Several months ago I read a novel entitled The DaVinci Code. It was a good read, if a bit far-fetched, but then this was fiction, or so I thought. Only later did I learn the book’s author considered the plot historically plausible.

Recently, ABC presented a news special entitled, “Jesus, Mary and DaVinci.” Correspondent Elizabeth Vargas examined the premise of The DaVinci Code, namely, that Jesus was married to Mary Magdalene and fathered a child. Supposedly, a corrupt church suppressed this knowledge, but the story of Jesus’ “royal bloodline” was kept alive by a secret society that numbered Leonardo DaVinci among its members.

The DaVinci theorists do cite some interesting facts: (1) It was highly unusual for a Jewish rabbi like Jesus to be unmarried in the first century. True enough. (2) The “beloved disciple” in DaVinci’s masterpiece, “The Last Supper,” is quite feminine in appearance. I’m no expert on the appearance of youthful Renaissance men, such as DaVinci’s model for the painting, but I’ll concede the point. (3) The “woman” in the painting is Jesus’ wife, Mary Magdalene, a clue DaVinci left to reveal Jesus was married to his foremost disciple. It’s here I start to smile. Surely, someone is pulling my leg.
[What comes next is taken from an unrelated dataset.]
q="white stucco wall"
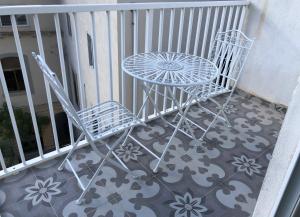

Had Jesus been married, the Gospels would have almost certainly noted this fact. Why? Because it was highly unusual for a young Jewish man in Jesus’ day to be unmarried. Biblical scholars speak of the “embarrassment factor” when sifting out historical fact from theological reflection in the Gospels. If something the church might find embarrassing appears in the Gospels, one can bet this is historical fact.

Otherwise, the Evangelists would have omitted the troublesome information. For example, Jesus’ singleness in a society where marriage was the norm no doubt raised eyebrows. Public relations would have been much easier were he married. Why, then, don’t the Gospels tell us Jesus was married? For one simple reason: He wasn’t.

The other major premise of The DaVinci Code is that Mary Magdalene’s preeminence as one of Jesus’ foremost disciples was suppressed by the church. There is some truth to this charge, if one is talking about the second, third or fourth centuries. However, in the New Testament proper, Magdalene’s importance is undisputed.

According to John’s Gospel, she is the first witness to Jesus’ resurrection—in a culture where a woman’s testimony was not admissible in court. That Jesus christened a woman, Mary Magdalene, as the first herald of his Easter triumph speaks volumes. If the church of the New Testament period was trying to silence that epoch-making event, it failed miserably.

The DaVinci Code is a fair read at the level of fiction. However, the notion that the New Testament failed in presenting the facts about Jesus, but for a $19.95 purchase of The DaVinci Code one can know the truth, strains belief. Such a claim makes for good marketing but bad theology.

Bob Setzer Jr. is pastor of First Baptist Church, Macon, Ga.